The search for a new physics

THE BALTIMORE SUN

Recent reports that the universe may be significantly younger than previously thought have sent scientists back to the drawing boards and challenged some of their most settled notions about the size and structure of the cosmos.

Last month a team of researchers working with the Hubble Space Telescope reported that calculations derived from a new measurement of the distance to the spiral galaxy M100 -- some 56 million light years from the Sun -- suggests the universe may be no more than 8 billion to 12 billion years old, rather than previous estimates of 15 billion to 20 billion years.

The finding implies a startling paradox, because the oldest stars are thought to be at least 16 billion years old. That would make them older than the universe of which they are a component part -- an apparent logical impossibility.

It may be that the yardstick scientists use to determine stellar distances is flawed, or that stars evolve more rapidly than present theories allow. These are the first questions scientists are likely to ask in trying to explain the seemingly contradictory results. Yet the history of scientific progress strongly suggests that when new knowledge uncovers an apparent paradox of this magnitude, an entirely new theory of reality often is required to resolve matters. The latest findings may point to just such a scientific crossroads.

One promising approach, for example, is described in an article by Stanford University physicist Andrei Linde in the November issue of Scientific American. Mr. Linde presents his theory of an "inflationary universe" -- a cosmos that for a brief instant expands at a rate faster than the speed of light -- as one scenario in which all creation can be described as a self-generating "fractal," or fractionally dimensional space. Such a universe would continually reproduce itself throughout eternity, rather than originate in a single "big bang."

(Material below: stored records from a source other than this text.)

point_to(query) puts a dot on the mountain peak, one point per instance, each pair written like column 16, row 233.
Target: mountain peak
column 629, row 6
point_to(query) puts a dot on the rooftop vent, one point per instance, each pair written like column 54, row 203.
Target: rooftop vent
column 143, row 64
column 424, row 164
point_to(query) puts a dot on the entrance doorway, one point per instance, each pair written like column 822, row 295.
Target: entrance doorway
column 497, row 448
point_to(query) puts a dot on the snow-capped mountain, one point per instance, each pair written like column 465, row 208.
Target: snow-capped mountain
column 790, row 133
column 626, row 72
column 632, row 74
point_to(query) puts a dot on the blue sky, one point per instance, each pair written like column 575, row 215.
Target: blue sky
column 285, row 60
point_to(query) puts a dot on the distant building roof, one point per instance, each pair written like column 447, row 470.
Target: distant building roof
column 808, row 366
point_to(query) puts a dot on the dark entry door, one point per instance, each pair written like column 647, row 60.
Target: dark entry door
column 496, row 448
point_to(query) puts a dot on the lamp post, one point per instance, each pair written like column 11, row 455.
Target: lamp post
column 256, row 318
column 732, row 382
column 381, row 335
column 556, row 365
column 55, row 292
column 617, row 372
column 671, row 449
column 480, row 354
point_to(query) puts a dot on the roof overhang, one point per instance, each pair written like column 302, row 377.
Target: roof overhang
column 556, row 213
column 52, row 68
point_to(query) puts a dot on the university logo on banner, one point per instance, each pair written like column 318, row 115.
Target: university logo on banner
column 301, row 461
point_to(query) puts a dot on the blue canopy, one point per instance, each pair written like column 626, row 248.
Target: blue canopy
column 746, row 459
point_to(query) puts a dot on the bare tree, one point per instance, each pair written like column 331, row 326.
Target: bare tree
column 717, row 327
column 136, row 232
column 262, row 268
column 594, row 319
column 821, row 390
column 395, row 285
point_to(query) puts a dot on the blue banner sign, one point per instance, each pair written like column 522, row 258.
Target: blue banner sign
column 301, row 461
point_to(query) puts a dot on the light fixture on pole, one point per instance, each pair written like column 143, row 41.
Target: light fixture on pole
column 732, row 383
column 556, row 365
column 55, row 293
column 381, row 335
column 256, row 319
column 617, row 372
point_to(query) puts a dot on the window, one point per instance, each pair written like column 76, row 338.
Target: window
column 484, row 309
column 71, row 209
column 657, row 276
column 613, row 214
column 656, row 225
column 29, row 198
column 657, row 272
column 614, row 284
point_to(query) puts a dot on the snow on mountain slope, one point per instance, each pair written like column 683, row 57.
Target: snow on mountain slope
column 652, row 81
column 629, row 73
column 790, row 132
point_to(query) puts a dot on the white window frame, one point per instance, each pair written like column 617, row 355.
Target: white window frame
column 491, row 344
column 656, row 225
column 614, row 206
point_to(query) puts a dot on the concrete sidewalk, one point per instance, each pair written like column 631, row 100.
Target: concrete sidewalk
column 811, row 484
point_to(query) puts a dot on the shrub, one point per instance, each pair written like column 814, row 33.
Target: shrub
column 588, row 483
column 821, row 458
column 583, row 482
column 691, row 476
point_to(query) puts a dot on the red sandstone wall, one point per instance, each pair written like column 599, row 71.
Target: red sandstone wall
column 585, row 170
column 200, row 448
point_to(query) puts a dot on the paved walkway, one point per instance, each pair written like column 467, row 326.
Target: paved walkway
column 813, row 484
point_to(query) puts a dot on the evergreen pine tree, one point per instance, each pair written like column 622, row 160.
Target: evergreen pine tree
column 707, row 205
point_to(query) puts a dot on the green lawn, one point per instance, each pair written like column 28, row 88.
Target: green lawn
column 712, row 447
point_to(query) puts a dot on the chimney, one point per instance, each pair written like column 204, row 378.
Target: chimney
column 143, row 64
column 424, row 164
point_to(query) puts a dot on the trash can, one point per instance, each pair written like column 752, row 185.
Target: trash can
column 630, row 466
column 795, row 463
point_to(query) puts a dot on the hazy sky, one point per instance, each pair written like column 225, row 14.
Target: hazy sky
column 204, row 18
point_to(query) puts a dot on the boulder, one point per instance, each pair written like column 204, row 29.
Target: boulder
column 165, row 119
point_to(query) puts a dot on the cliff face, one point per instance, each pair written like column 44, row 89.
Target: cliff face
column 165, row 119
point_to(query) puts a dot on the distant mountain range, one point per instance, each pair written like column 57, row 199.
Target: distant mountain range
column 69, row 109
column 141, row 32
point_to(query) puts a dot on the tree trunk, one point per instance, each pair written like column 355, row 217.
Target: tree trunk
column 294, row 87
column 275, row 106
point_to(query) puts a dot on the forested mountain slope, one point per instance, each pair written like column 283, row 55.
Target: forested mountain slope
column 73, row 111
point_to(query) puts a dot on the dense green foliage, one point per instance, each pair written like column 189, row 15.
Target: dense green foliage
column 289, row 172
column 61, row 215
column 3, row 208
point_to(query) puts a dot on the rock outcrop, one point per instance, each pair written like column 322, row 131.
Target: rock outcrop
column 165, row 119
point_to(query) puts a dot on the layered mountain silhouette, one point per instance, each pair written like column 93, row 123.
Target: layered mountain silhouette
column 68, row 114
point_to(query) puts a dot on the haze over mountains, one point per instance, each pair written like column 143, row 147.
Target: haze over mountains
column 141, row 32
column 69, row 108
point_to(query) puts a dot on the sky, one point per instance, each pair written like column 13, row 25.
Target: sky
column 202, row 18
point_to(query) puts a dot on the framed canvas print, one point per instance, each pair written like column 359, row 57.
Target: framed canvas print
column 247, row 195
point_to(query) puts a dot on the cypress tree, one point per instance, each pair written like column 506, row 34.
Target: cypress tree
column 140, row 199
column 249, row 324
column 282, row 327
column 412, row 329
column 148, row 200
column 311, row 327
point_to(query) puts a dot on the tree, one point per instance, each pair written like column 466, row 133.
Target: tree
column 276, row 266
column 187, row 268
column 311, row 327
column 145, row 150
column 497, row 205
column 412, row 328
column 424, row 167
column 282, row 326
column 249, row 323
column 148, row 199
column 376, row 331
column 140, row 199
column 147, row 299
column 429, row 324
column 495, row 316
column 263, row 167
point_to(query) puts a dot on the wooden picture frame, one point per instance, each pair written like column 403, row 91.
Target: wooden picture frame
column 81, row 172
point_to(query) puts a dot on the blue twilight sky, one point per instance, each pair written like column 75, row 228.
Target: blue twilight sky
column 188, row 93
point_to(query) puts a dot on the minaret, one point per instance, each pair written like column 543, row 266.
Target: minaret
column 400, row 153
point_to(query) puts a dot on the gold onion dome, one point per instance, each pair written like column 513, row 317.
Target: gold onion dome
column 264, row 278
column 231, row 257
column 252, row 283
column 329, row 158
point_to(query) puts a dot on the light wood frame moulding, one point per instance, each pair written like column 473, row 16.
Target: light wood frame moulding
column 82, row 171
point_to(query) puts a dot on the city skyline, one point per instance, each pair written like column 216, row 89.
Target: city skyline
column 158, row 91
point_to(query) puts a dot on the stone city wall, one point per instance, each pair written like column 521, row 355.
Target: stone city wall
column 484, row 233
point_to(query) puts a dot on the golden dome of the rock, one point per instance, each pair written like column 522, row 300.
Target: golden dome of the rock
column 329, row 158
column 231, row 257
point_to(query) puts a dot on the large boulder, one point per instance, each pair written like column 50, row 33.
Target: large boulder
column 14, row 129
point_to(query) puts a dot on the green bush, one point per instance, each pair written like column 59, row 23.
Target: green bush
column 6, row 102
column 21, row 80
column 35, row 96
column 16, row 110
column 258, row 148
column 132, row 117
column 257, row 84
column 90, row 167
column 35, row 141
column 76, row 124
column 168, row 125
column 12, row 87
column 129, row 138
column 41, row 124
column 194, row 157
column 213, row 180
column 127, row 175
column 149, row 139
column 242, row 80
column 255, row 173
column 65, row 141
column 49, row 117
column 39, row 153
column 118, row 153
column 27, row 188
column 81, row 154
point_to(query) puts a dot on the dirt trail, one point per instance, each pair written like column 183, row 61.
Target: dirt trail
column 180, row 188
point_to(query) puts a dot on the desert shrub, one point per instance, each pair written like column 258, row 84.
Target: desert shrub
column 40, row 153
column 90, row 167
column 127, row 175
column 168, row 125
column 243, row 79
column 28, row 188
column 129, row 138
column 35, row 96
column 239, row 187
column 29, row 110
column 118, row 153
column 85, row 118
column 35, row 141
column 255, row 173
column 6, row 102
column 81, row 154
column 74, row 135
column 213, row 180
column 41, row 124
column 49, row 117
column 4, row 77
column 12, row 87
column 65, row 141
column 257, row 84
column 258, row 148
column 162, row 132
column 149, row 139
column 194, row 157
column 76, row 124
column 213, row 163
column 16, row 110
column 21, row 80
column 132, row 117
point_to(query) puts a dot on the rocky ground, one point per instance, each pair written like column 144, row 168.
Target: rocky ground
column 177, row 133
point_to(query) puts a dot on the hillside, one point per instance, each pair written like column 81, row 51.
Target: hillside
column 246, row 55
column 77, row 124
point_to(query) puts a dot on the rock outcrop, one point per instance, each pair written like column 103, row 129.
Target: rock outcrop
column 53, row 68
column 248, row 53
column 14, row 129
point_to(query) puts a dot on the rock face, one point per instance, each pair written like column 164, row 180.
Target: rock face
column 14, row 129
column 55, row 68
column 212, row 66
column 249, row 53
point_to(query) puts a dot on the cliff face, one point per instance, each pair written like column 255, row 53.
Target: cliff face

Among the more bizarre predictions of Mr. Linde's theory are that the heavens we observe are only a tiny fraction of all creation and that the laws of physics in distant regions of the cosmos may be completely different from the ones that operate in our corner of the universe. Such speculations amount to a radically new conception of physical reality that goes far beyond the wildest imaginings of science fiction writers. If history is any guide, we may be on the verge of a revolution in scientific thought comparable to the changes wrought by Newton and Einstein that made the unthinkable commonplace and the fantastic part of our everyday concept of the way things are.